Tuesday, November 01, 2005

..."Asterisk"?

Quoting from the lead editorial (about new Supreme Court nominee Samuel Alito) in today's Milwaukee Journal Sentinel:

"Another minus is that the nomination lessens the court's diversity. [Sandra Day] O'Connor herself had expressed the desire that her successor be a woman. O'Connor seems to have grown wiser about diversity as a result of her Supreme Court experience. She came to see the virtues of having a court that looks like America - doubtless a big reason she softened her opposition to affirmative action in recent years.

"In losing a woman, the court with Alito would feature seven white men, one white woman and a black man, who deserves an asterisk because he arguably does not represent the views of mainstream black America."

If a white man might be permitted to make a couple of observations...

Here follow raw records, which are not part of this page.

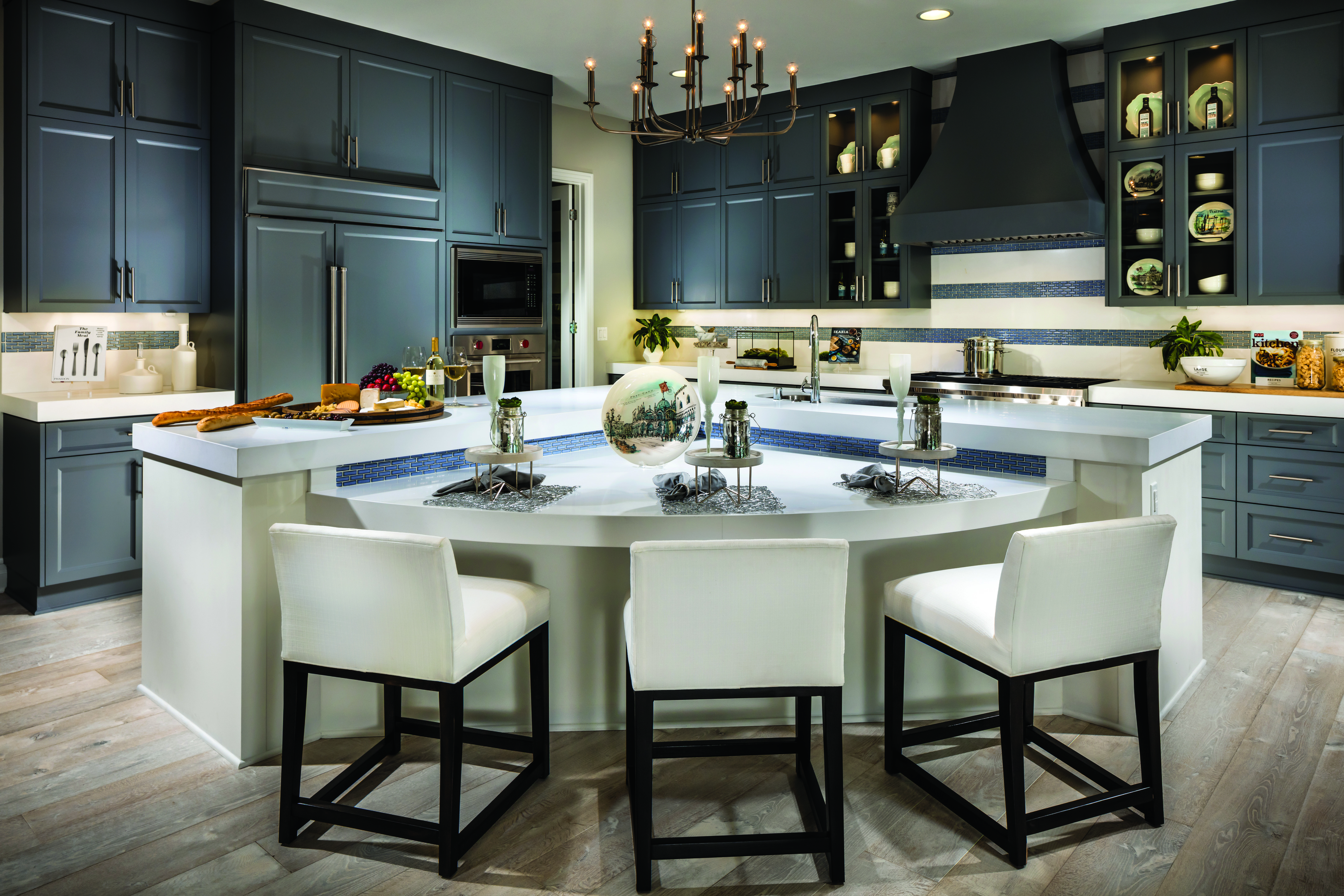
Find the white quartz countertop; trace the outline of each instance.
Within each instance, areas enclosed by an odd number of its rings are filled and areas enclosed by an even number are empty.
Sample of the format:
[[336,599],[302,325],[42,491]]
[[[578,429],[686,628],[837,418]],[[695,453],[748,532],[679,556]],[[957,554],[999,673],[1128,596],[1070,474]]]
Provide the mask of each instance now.
[[[527,438],[601,429],[599,411],[609,388],[589,386],[521,392],[519,396],[528,414]],[[895,406],[890,396],[829,394],[824,398],[823,404],[775,402],[761,386],[723,386],[715,400],[715,414],[722,412],[727,399],[743,399],[762,427],[859,439],[896,438]],[[1150,466],[1212,435],[1211,420],[1203,414],[1000,402],[943,402],[942,407],[943,441],[964,449]],[[460,408],[438,420],[356,426],[345,433],[257,426],[198,433],[194,424],[153,427],[137,423],[133,445],[151,455],[219,476],[247,478],[482,445],[488,441],[487,415],[485,407]]]
[[[625,373],[637,371],[641,367],[648,367],[648,364],[613,363],[606,365],[606,372],[624,376]],[[671,367],[692,383],[700,376],[700,371],[696,365],[687,364],[685,361],[668,361],[660,367]],[[809,371],[806,367],[800,367],[792,371],[769,368],[761,371],[750,367],[728,367],[727,364],[723,364],[723,359],[719,359],[719,379],[724,383],[738,382],[761,383],[763,386],[800,386],[802,380],[806,379],[808,373]],[[882,387],[882,380],[884,379],[887,379],[887,371],[874,371],[859,367],[857,364],[848,368],[832,364],[821,365],[821,388],[862,388],[884,392],[886,390]]]
[[[945,484],[973,482],[996,494],[891,505],[835,485],[841,473],[853,473],[863,461],[771,449],[762,453],[765,463],[754,470],[753,484],[769,488],[785,505],[782,513],[665,516],[653,476],[689,476],[691,467],[681,459],[657,470],[637,467],[599,449],[542,458],[536,472],[546,474],[547,485],[578,489],[532,513],[425,505],[438,486],[470,477],[468,469],[310,492],[306,519],[317,525],[422,532],[465,541],[624,548],[646,539],[899,539],[1023,523],[1077,506],[1074,482],[948,469],[942,472]],[[921,467],[919,473],[933,477],[931,469]],[[730,484],[735,481],[731,472],[727,476]],[[746,474],[742,481],[745,489]]]
[[1344,398],[1310,394],[1254,395],[1249,392],[1177,391],[1175,383],[1157,383],[1152,380],[1116,380],[1113,383],[1093,386],[1087,390],[1087,400],[1098,404],[1137,404],[1141,407],[1171,407],[1192,411],[1344,416]]
[[117,390],[109,388],[0,394],[0,412],[13,414],[34,423],[146,416],[164,411],[194,411],[233,403],[231,390],[216,388],[198,388],[191,392],[163,391],[152,395],[122,395]]

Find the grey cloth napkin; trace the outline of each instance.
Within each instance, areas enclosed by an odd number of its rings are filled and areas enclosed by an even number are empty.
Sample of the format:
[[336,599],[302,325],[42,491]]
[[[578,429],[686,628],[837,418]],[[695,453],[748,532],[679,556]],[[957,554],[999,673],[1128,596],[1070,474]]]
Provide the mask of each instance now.
[[699,484],[685,473],[659,473],[653,477],[653,488],[664,501],[684,501],[695,494],[696,485],[700,494],[706,494],[728,484],[718,470],[706,470],[698,478]]
[[[496,482],[504,480],[515,489],[530,489],[534,485],[540,485],[542,481],[546,480],[546,473],[534,473],[532,476],[528,476],[521,470],[517,470],[515,473],[512,467],[503,466],[500,463],[492,466],[491,473],[495,476]],[[481,470],[481,484],[485,484],[488,480],[489,476],[485,473],[485,470]],[[476,490],[476,480],[468,477],[457,482],[449,482],[439,490],[434,492],[434,497],[441,498],[445,494],[453,494],[456,492],[474,492],[474,490]]]
[[895,494],[900,482],[896,477],[883,469],[880,463],[870,463],[868,466],[860,466],[853,473],[841,473],[840,478],[844,480],[845,485],[855,489],[872,489],[882,494]]

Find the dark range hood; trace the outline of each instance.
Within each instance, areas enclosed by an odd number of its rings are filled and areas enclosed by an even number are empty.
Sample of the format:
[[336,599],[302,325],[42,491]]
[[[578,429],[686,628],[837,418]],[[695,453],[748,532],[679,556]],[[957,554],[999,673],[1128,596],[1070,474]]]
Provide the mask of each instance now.
[[957,60],[938,145],[891,216],[895,243],[1099,236],[1106,204],[1068,98],[1064,48]]

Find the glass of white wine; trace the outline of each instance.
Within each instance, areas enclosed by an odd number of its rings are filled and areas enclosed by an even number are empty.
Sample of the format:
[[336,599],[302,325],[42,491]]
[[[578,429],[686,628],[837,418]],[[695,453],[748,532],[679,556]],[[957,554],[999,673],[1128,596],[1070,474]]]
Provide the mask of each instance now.
[[457,400],[457,382],[466,376],[466,355],[462,352],[449,352],[448,364],[444,365],[444,375],[448,376],[448,402],[444,407],[474,407]]

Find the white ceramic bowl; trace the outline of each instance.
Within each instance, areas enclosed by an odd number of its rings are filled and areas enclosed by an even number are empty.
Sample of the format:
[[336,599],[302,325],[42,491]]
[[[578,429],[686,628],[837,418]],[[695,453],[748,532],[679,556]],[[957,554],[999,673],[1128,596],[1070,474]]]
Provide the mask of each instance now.
[[1245,357],[1183,357],[1185,376],[1203,386],[1227,386],[1246,369]]
[[1212,277],[1202,277],[1196,281],[1199,292],[1206,294],[1216,294],[1227,292],[1227,274],[1214,274]]

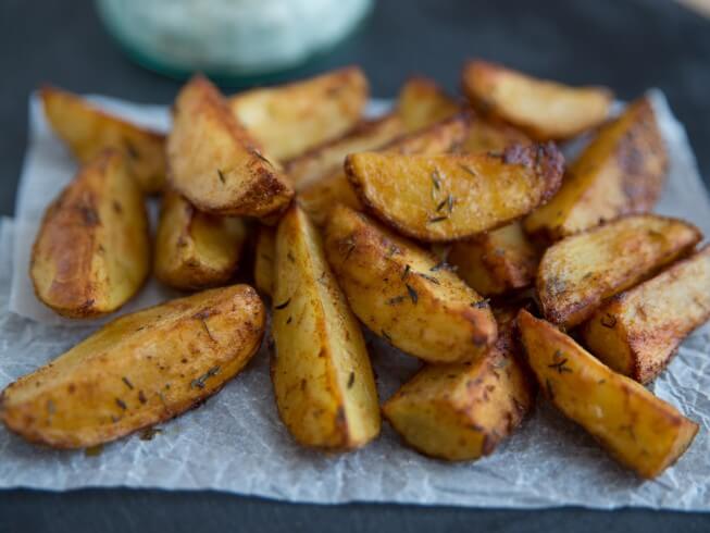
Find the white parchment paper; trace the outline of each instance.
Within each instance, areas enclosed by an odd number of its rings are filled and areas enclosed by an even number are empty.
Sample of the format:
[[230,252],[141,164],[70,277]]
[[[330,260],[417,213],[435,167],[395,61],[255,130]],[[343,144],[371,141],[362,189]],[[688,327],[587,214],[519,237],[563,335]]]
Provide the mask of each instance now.
[[[670,177],[658,211],[695,222],[710,234],[710,202],[685,132],[664,97],[652,91],[670,151]],[[164,128],[163,107],[110,99],[101,106]],[[75,165],[30,101],[30,142],[16,221],[0,226],[0,386],[33,371],[96,330],[67,327],[37,302],[27,277],[29,248],[47,203]],[[128,309],[169,297],[149,285]],[[85,323],[83,323],[85,324]],[[416,370],[412,359],[372,340],[382,398]],[[689,337],[653,385],[660,397],[701,424],[690,449],[662,476],[643,482],[618,467],[583,431],[545,401],[493,456],[449,464],[399,443],[384,424],[365,449],[329,456],[294,444],[278,421],[265,349],[217,396],[162,426],[107,445],[98,456],[25,444],[0,429],[0,487],[84,486],[212,488],[295,501],[352,500],[536,508],[643,506],[710,510],[710,329]]]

  • Six white men, two white women and one black* man--as opposed to seven white men, one white woman and one black* man--looks like America?
  • As I recall, the job of the Supreme Court is to uphold and interpret the Constitution. Perhaps I'm just dense, but I fail to see how racial or gender diversity has any relevance to that. Ideological diversity, I could see, but linking that to racial and gender diversity is dubious.
  • Especially dubious is linking specific genders and races to specific ideologies, as the Journal Sentinel does with its race-baiting "asterisk" comment about Clarence Thomas. (I wonder if, had Harriet Miers been confirmed, the Journal Sentinel would have called for an asterisk by her name, the first time she cast a vote different from how she "should have" voted as a woman...)
  • For that matter, if the only black on the court having views "unacceptable" for a black man to hold was such a serious matter, President Clinton had an opportunity to rectify the situation with his second Supreme Court nomination (the first going to Ruth Bader Ginsburg). Who did he select? Stephen G. Breyer--a white man.
There are plenty of qualities that can serve as either merits or demerits for a prospective Supreme Court justice. Neither race nor gender is one of them.